Extreme downscaling (0.1×) caused near-complete failure across all model types and tasks, with recognition and segmentation systems suffering more severe degradation than localization models. This scale invariance paradox reveals fundamental differences in how various vision tasks handle scale transformations, with localization models maintaining some functionality where classification systems fail completely.

These findings represent two novel empirical contributions: (1) the scale invariance paradox demonstrates fundamental architectural differences in handling extreme transformations across vision tasks, challenging assumptions about unified robustness; and (2) ViT thresholded failure modes under noise reveal discrete rather than gradual degradation patterns, contrasting with CNN progressive failure and suggesting different underlying robustness mechanisms.

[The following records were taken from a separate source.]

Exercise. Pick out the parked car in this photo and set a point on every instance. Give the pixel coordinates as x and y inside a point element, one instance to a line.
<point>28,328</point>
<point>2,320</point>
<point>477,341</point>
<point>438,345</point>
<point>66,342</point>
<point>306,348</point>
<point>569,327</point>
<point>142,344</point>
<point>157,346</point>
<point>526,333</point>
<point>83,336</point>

7.2. Task-Specific Invariance Patterns

The multi-task analysis revealed distinct invariance mechanisms operating across computer vision applications. Segmentation models demonstrated superior rotation stability compared to localization and recognition tasks, with most models showing performance variations within 0.05–0.10 mIoU across rotation angles. This suggests that dense prediction tasks may inherently develop rotation-equivariant features through pixel-wise consistency objectives.

Localization models maintained functionality under extreme scale transformations where recognition systems failed, supporting the hypothesis that multi-scale anchor mechanisms provide inherent scale resilience in detection architectures. The noise robustness analysis exposed fundamental CNN-ViT divergences, with CNNs suffering progressive degradation while ViTs displayed thresholded failure modes.

The documented vulnerabilities across all tested architectures underscore the urgent need for developing dedicated invariance mechanisms beyond conventional data augmentation strategies. The superior performance of certain models under specific transformation types (e.g., Mask2Former for segmentation, Vision Transformers for noise robustness) provides empirical guidance for practitioners selecting models based on expected operational conditions.

7.3. Future Research Directions

This study establishes a foundation for several critical research directions. The development of standardized robustness benchmarks beyond conventional accuracy metrics emerges as an immediate priority for the computer vision community. Future investigations should examine combined transformation effects and explore layer-wise invariance analysis to reveal mechanistic insights into architectural differences.

The documented scale invariance paradox and rotation sensitivity across all architectures indicate fundamental theoretical gaps that require novel architectural innovations rather than incremental improvements. The task-specific invariance patterns observed suggest potential for developing hybrid architectures that leverage the strengths of different model families for enhanced robustness across transformation types.

The empirical evidence presented in this study contributes to the growing body of literature documenting the limitations of current deep learning approaches while providing quantitative benchmarks for evaluating future invariance-aware architectures. Our findings emphasize that achieving robust vision systems requires explicit consideration of invariance properties during both architectural design and model selection phases, moving beyond the assumption that deeper or larger models inherently provide superior robustness capabilities.